Day 3: Madonna di Fornelli to Sant'Agata
Day 3. Madonna di Fornelli - Sant’Agata. 34km. Total: 90.5km.
Very hot and very sweaty, I arrived in Sant’Agata for a life changing beer.
I was with some others I’d met today when a man came over to speak to us. He was very keen, it seemed, for us to visit "the rock n roll museum". In a tiny village, this struck me as just a little bizarre.
It then transpired this man was the father of the owner of the bar, which served only one dish as a primi piatti: tortelonni. This dish — not to be confused with tortellini, which are smaller, usually served in broth, and which Emilia-Romagna is also known for — he told me, was specific to the village area and surrounding countryside.
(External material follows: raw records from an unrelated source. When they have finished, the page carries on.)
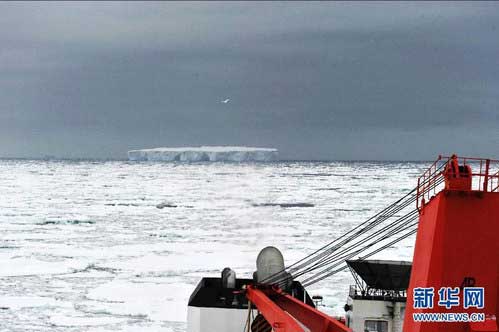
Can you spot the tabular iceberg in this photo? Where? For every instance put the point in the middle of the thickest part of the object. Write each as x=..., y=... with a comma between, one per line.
x=204, y=153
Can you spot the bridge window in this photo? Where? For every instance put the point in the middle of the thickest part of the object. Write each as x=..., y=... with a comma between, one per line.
x=376, y=326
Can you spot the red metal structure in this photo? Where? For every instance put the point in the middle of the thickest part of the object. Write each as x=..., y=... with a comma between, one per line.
x=457, y=242
x=284, y=313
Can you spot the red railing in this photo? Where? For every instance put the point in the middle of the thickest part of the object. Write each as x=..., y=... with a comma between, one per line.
x=484, y=176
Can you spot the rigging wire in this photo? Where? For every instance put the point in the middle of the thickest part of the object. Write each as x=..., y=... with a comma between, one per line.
x=323, y=257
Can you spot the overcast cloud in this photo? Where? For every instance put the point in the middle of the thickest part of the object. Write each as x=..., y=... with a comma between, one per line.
x=322, y=80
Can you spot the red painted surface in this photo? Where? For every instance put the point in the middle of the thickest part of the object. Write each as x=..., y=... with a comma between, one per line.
x=275, y=316
x=458, y=238
x=281, y=310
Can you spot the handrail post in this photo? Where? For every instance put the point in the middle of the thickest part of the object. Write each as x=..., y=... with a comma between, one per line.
x=486, y=179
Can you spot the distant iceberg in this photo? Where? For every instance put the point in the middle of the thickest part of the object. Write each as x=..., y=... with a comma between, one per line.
x=205, y=153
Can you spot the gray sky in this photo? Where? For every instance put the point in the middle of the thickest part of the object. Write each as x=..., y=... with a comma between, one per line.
x=316, y=80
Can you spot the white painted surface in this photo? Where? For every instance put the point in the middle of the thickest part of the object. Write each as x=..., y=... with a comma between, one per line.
x=375, y=310
x=201, y=319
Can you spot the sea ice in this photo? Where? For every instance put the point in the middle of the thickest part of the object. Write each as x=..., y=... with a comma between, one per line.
x=204, y=153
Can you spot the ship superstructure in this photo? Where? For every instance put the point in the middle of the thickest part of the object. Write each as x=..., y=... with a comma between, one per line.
x=455, y=271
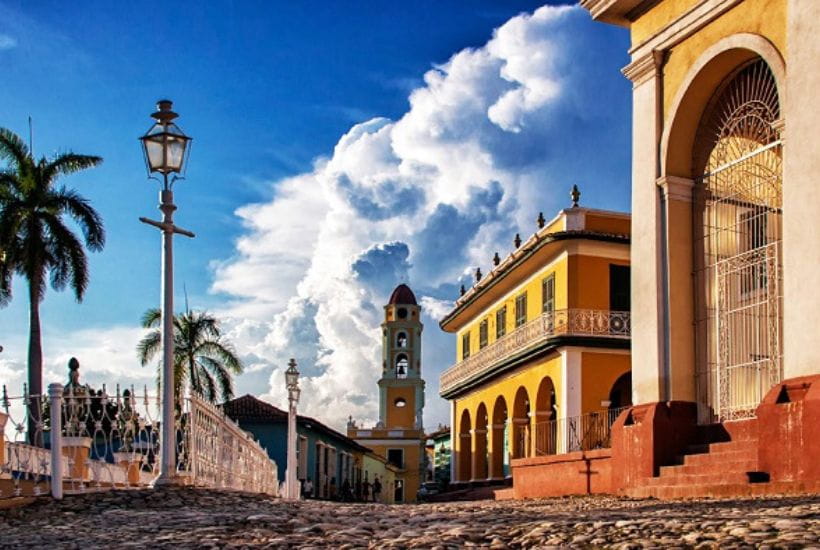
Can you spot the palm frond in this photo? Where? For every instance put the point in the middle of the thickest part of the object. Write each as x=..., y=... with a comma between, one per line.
x=148, y=347
x=68, y=261
x=151, y=318
x=222, y=375
x=13, y=148
x=222, y=352
x=90, y=222
x=68, y=163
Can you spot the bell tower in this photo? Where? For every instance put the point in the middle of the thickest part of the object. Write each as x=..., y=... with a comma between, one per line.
x=401, y=388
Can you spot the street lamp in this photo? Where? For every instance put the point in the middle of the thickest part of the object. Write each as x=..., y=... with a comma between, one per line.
x=292, y=385
x=166, y=150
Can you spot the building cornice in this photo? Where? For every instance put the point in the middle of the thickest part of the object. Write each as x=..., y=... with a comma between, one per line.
x=518, y=257
x=676, y=188
x=684, y=26
x=616, y=12
x=554, y=344
x=644, y=68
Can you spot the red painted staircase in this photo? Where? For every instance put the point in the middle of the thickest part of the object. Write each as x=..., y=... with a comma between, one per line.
x=724, y=464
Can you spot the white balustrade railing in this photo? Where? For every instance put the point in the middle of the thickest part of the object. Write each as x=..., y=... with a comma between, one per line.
x=564, y=322
x=112, y=441
x=225, y=456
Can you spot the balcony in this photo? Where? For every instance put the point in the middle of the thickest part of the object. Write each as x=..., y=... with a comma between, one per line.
x=564, y=322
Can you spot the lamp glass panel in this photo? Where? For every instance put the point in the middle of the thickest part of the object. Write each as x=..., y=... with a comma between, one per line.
x=154, y=153
x=176, y=153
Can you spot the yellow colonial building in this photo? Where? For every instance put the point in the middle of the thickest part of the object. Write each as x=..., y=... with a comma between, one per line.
x=542, y=347
x=399, y=435
x=726, y=245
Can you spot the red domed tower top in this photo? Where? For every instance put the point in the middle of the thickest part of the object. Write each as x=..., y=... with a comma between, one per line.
x=403, y=295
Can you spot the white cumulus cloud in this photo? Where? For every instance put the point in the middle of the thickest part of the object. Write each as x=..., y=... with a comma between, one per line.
x=422, y=200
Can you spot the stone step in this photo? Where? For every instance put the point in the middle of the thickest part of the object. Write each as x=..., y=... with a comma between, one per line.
x=719, y=457
x=740, y=445
x=724, y=490
x=674, y=480
x=741, y=466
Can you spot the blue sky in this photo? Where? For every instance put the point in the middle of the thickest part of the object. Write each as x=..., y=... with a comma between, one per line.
x=339, y=148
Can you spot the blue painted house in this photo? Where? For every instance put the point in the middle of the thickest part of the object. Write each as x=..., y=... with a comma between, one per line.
x=324, y=455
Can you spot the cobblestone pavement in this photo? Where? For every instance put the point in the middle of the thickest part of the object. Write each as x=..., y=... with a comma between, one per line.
x=186, y=518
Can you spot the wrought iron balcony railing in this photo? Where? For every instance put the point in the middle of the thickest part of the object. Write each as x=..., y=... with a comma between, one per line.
x=577, y=433
x=564, y=322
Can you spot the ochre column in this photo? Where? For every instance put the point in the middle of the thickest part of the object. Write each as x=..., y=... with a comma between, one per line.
x=645, y=251
x=801, y=192
x=677, y=202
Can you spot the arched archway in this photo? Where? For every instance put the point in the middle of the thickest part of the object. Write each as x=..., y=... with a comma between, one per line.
x=464, y=448
x=546, y=413
x=499, y=455
x=738, y=242
x=621, y=393
x=480, y=444
x=723, y=143
x=521, y=424
x=402, y=365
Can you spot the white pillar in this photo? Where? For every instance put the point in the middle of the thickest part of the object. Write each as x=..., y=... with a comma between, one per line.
x=649, y=379
x=452, y=441
x=291, y=480
x=167, y=467
x=55, y=393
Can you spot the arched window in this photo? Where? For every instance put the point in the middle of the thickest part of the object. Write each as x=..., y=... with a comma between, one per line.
x=401, y=366
x=738, y=253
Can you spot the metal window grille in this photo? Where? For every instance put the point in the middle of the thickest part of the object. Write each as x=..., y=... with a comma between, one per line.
x=738, y=250
x=548, y=294
x=501, y=322
x=521, y=310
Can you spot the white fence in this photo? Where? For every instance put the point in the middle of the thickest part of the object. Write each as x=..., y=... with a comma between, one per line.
x=107, y=441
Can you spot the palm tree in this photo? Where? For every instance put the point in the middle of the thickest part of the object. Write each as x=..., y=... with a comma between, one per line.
x=202, y=358
x=35, y=242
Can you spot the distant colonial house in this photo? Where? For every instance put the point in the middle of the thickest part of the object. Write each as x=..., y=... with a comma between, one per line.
x=324, y=455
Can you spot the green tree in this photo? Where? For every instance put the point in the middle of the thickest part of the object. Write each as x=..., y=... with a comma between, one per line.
x=35, y=241
x=202, y=358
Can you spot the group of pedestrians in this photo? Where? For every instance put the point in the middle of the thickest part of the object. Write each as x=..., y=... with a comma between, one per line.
x=361, y=491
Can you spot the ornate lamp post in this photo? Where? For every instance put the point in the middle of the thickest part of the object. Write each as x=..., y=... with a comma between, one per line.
x=166, y=151
x=292, y=384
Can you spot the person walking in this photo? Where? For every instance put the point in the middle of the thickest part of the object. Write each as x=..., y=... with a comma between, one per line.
x=366, y=490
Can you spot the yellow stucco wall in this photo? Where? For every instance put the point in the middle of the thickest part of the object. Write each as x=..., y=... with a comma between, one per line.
x=534, y=303
x=661, y=15
x=589, y=276
x=410, y=475
x=528, y=376
x=599, y=371
x=607, y=224
x=766, y=18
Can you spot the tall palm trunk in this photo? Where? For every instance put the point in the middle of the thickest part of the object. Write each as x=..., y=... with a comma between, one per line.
x=35, y=365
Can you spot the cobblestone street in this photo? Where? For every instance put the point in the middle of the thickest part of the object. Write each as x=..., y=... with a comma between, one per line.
x=186, y=518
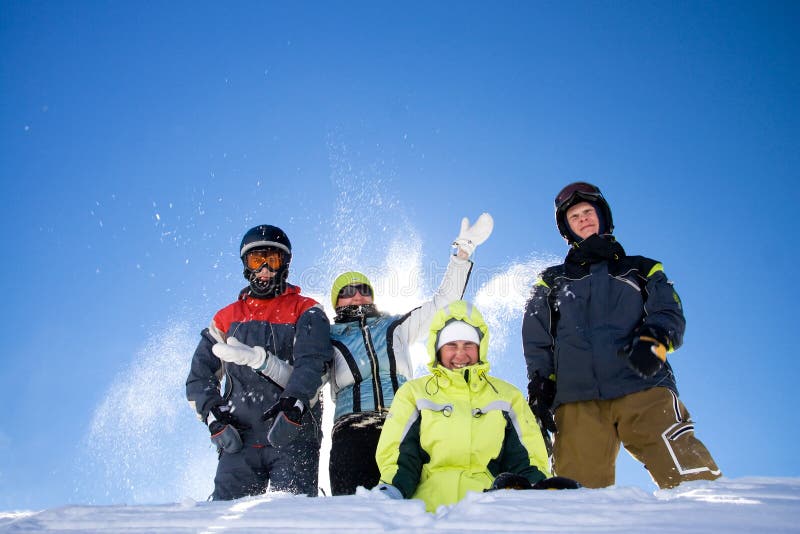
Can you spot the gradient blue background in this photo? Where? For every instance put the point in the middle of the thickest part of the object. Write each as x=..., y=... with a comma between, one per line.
x=140, y=139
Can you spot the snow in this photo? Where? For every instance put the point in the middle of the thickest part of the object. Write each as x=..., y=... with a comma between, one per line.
x=726, y=505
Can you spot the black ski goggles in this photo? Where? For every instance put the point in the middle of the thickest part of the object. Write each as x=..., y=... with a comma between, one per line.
x=348, y=292
x=582, y=188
The tortelloni served at the bar was made by his wife, and, he assured me, was the best in the whole of Italy. In fact, he was so determined I sample his wife’s cooking, that he insisted on collecting me from my accommodation, 15 minutes up the hill, later that evening, for dinner. How could I possibly refuse?! Afterwards, he ensured his friends drove me back up the hill in their 4x4 (at, admittedly, a rather alarming rate).
One thing I love about Italy is the locality of the food. I am only 33km from last night, and there is a different local speciality. Even the bread is different. It's all delicious, that much is certain. But, more significantly, it’s so completely embedded in history, politics, tradition, and culture.
It is important to remember that Italy was unified only in the 1800s. You never meet an Italian; you meet a Tuscan, or an Umbrian, or a Roman, etc. Food is part of that identity. That’s why they’re so passionate and protective of it.
Such anthropological observations are never more evident as sitting in a local bar whilst the men drink Moretti and chainsmoke cigarettes, children kick a ball in the road, and a woman celebrating her birthday gesticulates wildly after dramatically spilling Pignotello everywhere.
There was such a selection of local meats and vegetables for the secundi piatti, that I thought it best to let the owner of the bar choose for me.
Safe to say I was not disappointed.


A very refreshing beer after 34km of climbing in the heat!

Beautiful views into the valleys below from the top of an Apennine ridge.